Abstract

The reaction dynamics of several polyatomic systems have been investigated in solution by femtosecond spectroscopy. Tetranitromethane-naphtalene complexes excited in the charge-transfer band at 400 nm undergo dissociative electron transfer, resulting in three primary products: [naphthalene].+, NO2 and C(NO2)3-. It was shown that this triad is formed within 200 fs. The subsequent competing reactions of naphthalene were followed. After ~1 ns, the main product in dichloromethane is the trinitromethylnaphtalenyl radical. In acetonitrile, the [naphthalene].+, preferentially reacts with ground state naphthalene to a dimer cation. The kinetics were reproduced by a model in which the ion pair separation rate was the primary solvent dependent parameter. Excitation of ICH2CH2I, ICF2CF2I and ICF2CF2Br at 266 nm produces haloethyl radicals and iodine atoms within 200 fs. In both fs-ps and ns-us experiments, evidence for decomposition of these radicals were found.
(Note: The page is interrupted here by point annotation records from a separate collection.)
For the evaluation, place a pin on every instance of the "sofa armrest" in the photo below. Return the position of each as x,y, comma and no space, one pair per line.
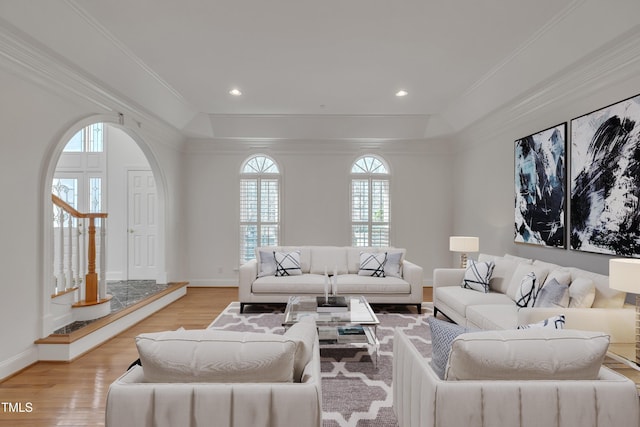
413,274
247,275
617,322
447,277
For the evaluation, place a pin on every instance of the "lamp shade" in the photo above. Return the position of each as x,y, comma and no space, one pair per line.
624,275
464,244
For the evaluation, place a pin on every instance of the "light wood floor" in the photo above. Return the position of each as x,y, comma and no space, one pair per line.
74,394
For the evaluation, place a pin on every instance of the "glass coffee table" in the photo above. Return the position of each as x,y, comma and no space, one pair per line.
355,325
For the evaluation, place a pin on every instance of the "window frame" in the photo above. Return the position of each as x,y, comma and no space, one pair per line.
375,171
260,174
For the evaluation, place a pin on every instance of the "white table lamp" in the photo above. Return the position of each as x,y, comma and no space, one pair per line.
624,275
464,244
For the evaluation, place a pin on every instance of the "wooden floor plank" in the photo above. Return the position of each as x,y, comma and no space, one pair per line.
74,393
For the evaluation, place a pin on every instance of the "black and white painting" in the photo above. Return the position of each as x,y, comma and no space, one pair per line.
605,180
540,188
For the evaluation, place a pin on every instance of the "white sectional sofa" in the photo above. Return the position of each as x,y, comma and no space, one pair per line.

I2 formation within a few ps was observed from ICF2CF2I in different solvents, most likely by secondary dissociation of the radicals followed by geminate combination of iodine atoms. The predissociation rates of halobenzenes were determined in the gas phase and that of bromobenzene also in solution. Ab initio calculations on bromobenzene showed that the state reached upon excitation at 266 nm is (à,à*), which interacts with a repulsive triplet state. The predissociation of bromobenzene takes 28 ps in the gas phase and 9 ps in acetonitrile. The thesis also includes a study of isomerization of CH2ICl in acetonitrile and discussion of the use of two-photon absorption in neat solvents for determining pump-probe cross-correlation functions.